Java and C++ use different idioms for resource management. Java is primarily based on garbage collection, while C++ is primarily based on the Resource Acquisition Is Initialization (RAII) language. This is reflected in several differences between the two languages:
In C++, it is common to assign objects of composite types as stack-linked local variables that are destroyed when they are out of range. In Java, composite types are always allocated on the heap and are collected by the garbage collector (except for virtual machines that use escape analysis to convert heap allocations to stack allocations).

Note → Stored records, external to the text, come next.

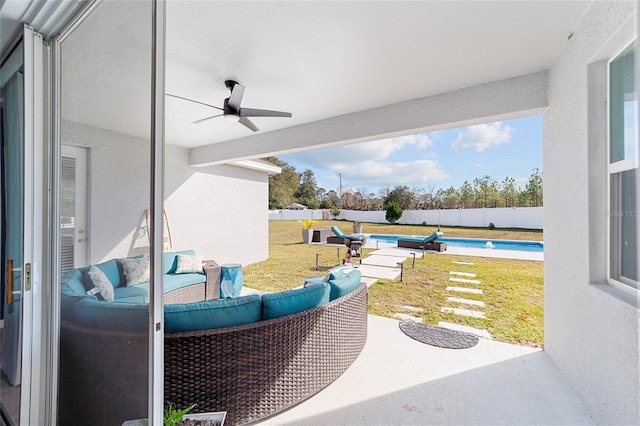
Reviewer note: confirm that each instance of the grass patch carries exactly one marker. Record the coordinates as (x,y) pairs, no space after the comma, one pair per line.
(512,289)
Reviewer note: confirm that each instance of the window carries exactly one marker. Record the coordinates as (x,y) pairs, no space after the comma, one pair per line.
(623,166)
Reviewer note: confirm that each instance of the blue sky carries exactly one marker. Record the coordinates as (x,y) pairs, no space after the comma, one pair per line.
(444,158)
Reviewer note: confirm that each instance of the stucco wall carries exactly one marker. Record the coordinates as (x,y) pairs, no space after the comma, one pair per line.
(591,330)
(219,211)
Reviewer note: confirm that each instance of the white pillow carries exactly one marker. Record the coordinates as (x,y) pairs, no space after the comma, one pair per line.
(189,264)
(136,270)
(101,283)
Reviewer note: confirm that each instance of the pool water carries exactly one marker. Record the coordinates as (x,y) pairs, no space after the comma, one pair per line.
(534,246)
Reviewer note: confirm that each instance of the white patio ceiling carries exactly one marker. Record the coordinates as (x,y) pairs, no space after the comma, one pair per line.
(322,61)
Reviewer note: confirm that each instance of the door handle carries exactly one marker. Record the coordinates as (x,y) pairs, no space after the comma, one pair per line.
(9,282)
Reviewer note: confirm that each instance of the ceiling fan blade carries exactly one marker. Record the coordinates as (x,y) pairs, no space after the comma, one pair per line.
(236,97)
(191,100)
(207,118)
(252,112)
(248,123)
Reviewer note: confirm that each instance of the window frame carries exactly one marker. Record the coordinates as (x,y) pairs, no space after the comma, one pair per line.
(614,171)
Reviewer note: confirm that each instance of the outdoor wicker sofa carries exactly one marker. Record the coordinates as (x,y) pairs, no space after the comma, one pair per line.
(252,371)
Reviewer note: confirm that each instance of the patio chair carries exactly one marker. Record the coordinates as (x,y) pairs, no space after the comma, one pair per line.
(341,237)
(426,243)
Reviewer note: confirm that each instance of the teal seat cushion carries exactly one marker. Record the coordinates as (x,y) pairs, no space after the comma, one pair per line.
(344,285)
(289,302)
(113,270)
(412,239)
(133,294)
(336,274)
(99,314)
(176,281)
(338,232)
(72,283)
(212,314)
(170,260)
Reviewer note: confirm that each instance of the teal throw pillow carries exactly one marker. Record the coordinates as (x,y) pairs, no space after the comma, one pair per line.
(289,302)
(345,285)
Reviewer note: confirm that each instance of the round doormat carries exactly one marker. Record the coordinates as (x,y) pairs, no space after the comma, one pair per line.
(438,336)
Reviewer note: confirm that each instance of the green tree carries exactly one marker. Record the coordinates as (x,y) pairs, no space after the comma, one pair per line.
(282,186)
(509,192)
(486,191)
(534,188)
(403,195)
(394,212)
(466,195)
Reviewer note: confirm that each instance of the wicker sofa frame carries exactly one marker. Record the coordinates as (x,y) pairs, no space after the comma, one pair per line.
(252,371)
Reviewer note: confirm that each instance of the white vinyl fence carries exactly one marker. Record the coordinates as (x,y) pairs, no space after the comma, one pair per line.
(514,217)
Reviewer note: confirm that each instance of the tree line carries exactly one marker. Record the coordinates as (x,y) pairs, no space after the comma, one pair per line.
(290,186)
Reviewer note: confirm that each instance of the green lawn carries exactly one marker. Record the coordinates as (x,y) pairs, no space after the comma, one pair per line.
(512,289)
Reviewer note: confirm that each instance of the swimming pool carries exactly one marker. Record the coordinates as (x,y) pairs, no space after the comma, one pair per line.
(534,246)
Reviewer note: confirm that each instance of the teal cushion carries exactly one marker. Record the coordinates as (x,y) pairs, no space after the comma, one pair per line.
(338,232)
(431,238)
(212,314)
(412,239)
(336,274)
(72,283)
(276,305)
(134,294)
(344,285)
(99,314)
(176,281)
(113,271)
(170,260)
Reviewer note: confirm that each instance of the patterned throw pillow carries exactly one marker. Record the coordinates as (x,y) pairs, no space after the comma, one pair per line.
(189,264)
(136,270)
(102,285)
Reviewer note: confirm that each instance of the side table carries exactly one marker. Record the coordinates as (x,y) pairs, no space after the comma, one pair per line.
(231,272)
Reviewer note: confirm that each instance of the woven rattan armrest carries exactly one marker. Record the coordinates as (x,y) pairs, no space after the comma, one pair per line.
(212,284)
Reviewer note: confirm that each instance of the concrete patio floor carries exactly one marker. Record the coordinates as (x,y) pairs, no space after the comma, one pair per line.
(399,381)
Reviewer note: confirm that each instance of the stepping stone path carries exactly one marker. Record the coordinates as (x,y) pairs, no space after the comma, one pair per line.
(477,305)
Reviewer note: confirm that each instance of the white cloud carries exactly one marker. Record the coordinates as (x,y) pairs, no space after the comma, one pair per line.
(341,156)
(482,136)
(371,173)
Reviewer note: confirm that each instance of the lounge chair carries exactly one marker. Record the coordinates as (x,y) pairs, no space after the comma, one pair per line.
(341,236)
(426,243)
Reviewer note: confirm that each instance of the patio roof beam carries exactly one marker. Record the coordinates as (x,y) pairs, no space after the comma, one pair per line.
(503,99)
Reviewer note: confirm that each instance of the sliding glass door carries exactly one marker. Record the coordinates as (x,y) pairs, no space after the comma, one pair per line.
(22,202)
(105,115)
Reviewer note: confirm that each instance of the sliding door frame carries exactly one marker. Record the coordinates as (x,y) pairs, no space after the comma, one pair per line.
(156,312)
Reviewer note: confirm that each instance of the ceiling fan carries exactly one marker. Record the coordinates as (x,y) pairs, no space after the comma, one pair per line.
(232,110)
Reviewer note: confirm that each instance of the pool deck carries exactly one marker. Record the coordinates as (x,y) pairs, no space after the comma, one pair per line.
(463,251)
(399,381)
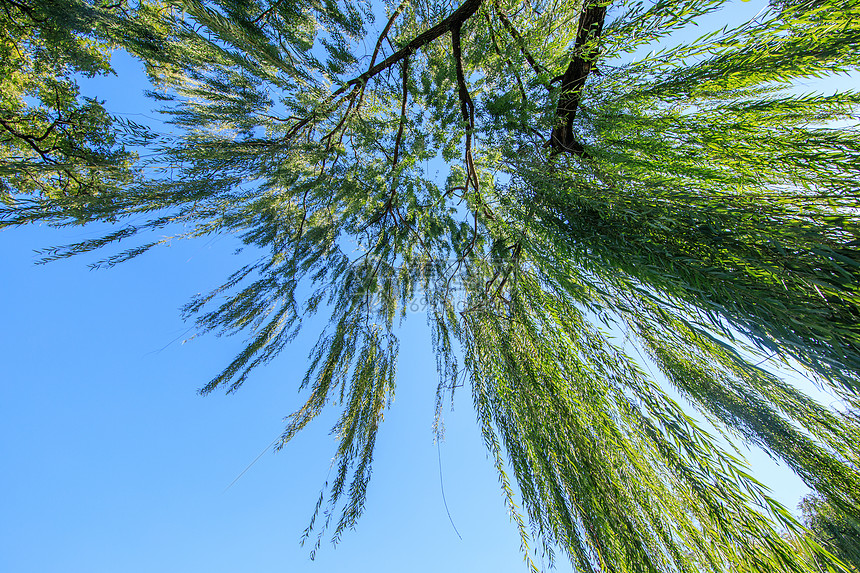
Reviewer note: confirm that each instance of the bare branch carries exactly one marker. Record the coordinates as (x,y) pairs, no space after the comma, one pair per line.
(402,110)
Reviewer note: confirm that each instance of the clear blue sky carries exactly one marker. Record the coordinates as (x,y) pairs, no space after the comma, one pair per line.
(112,462)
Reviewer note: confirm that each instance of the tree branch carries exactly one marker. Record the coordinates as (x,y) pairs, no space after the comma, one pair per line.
(539,69)
(590,26)
(402,110)
(467,107)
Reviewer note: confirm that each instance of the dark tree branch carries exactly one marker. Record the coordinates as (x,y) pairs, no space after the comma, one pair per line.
(399,137)
(507,60)
(585,50)
(539,69)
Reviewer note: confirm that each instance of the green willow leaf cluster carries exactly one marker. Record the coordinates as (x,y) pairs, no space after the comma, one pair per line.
(599,213)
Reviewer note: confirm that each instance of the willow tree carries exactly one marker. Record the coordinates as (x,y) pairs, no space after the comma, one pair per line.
(601,212)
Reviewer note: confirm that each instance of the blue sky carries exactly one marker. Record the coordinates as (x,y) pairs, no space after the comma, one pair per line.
(112,462)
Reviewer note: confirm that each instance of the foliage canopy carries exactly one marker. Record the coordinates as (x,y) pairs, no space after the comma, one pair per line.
(685,205)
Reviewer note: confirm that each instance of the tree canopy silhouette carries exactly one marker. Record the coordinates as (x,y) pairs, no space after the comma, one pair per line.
(601,211)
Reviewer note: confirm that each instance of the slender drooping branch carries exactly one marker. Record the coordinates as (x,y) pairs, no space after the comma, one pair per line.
(467,107)
(585,52)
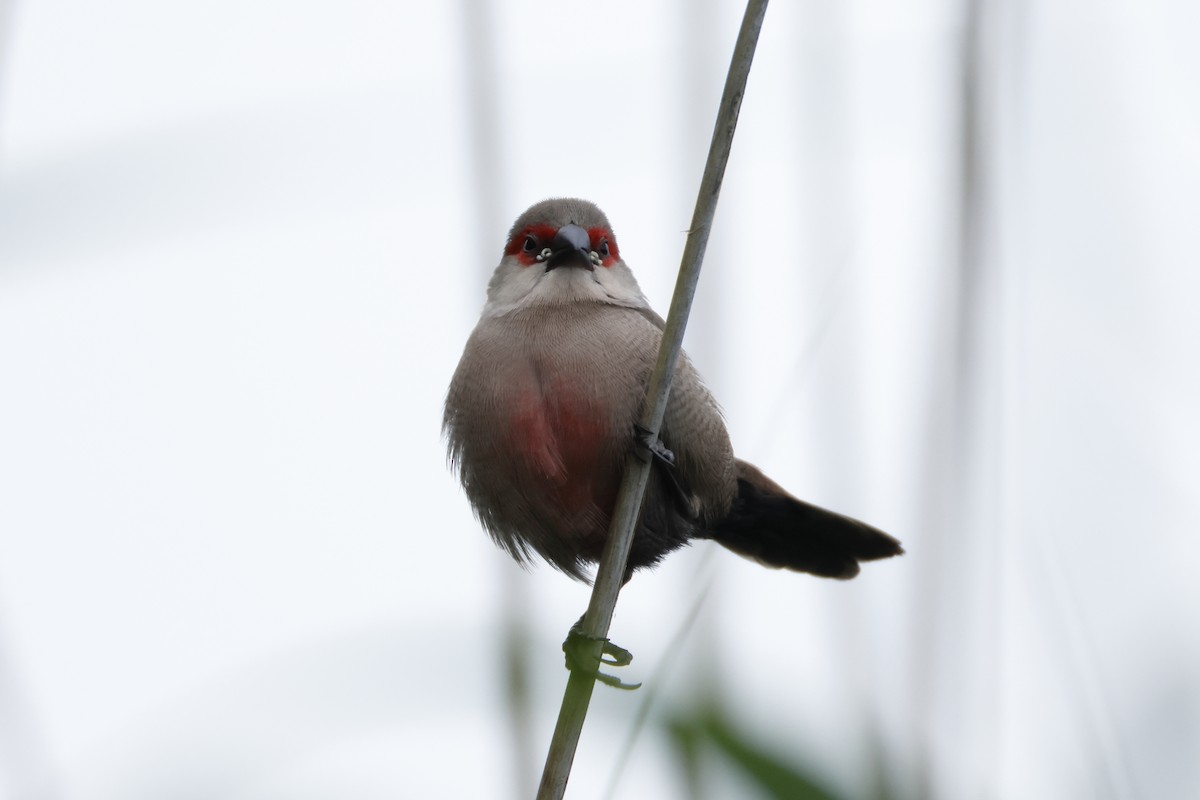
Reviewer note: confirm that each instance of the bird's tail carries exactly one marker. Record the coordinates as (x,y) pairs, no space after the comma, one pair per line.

The C++ Standard Library provides a limited set of basic and relatively general purpose components. Java has a considerably larger standard library. This additional functionality is available for C++ through third-party libraries (often free), but third-party libraries do not provide the same cross-platform ubiquitous functionality as standard libraries.
C++ is primarily backward compatible with C, and C libraries (such as APIs on most operating systems) are directly accessible from C++. In Java, the richest functionality of your standard library provides cross-platform access to many functions that are typically only available in platform-specific libraries. Direct access from Java to the native operating system and hardware functions requires the use of the native Java interface.
Imports do not duplicate any lexical analysis efforts, which usually results in faster compilation for larger projects.
Imports do not require splitting the code into separate files for declaration/implementation.
Imports make it easier to distribute object code, rather than source code.
Imports can allow circular dependencies between source files.
Imports implicitly carry a mechanism for resolving symbol collisions when more than one symbol table defines the same symbol.
When you modify an importable module, because there is no definition and deployment separation, all dependent modules must be recompiled, which can involve significant build times in large projects.
Imports require a standard mechanism for defining a symbol table in the object code. If this limitation is really a weakness it is debatable, since a standard symbol table is useful for several other reasons.
Imports require a method to discover symbol tables at compile time (such as the class path in Java). However, when there is a standard method for doing this, this is not necessarily more complicated than specifying the locations of the include files.
When circular dependencies are allowed, you may need to interleave semantic analysis of multiple interdependent source files.
Unless the language includes support for partial types, languages with imports instead of inclusions require that all source code in a class be in a single source file.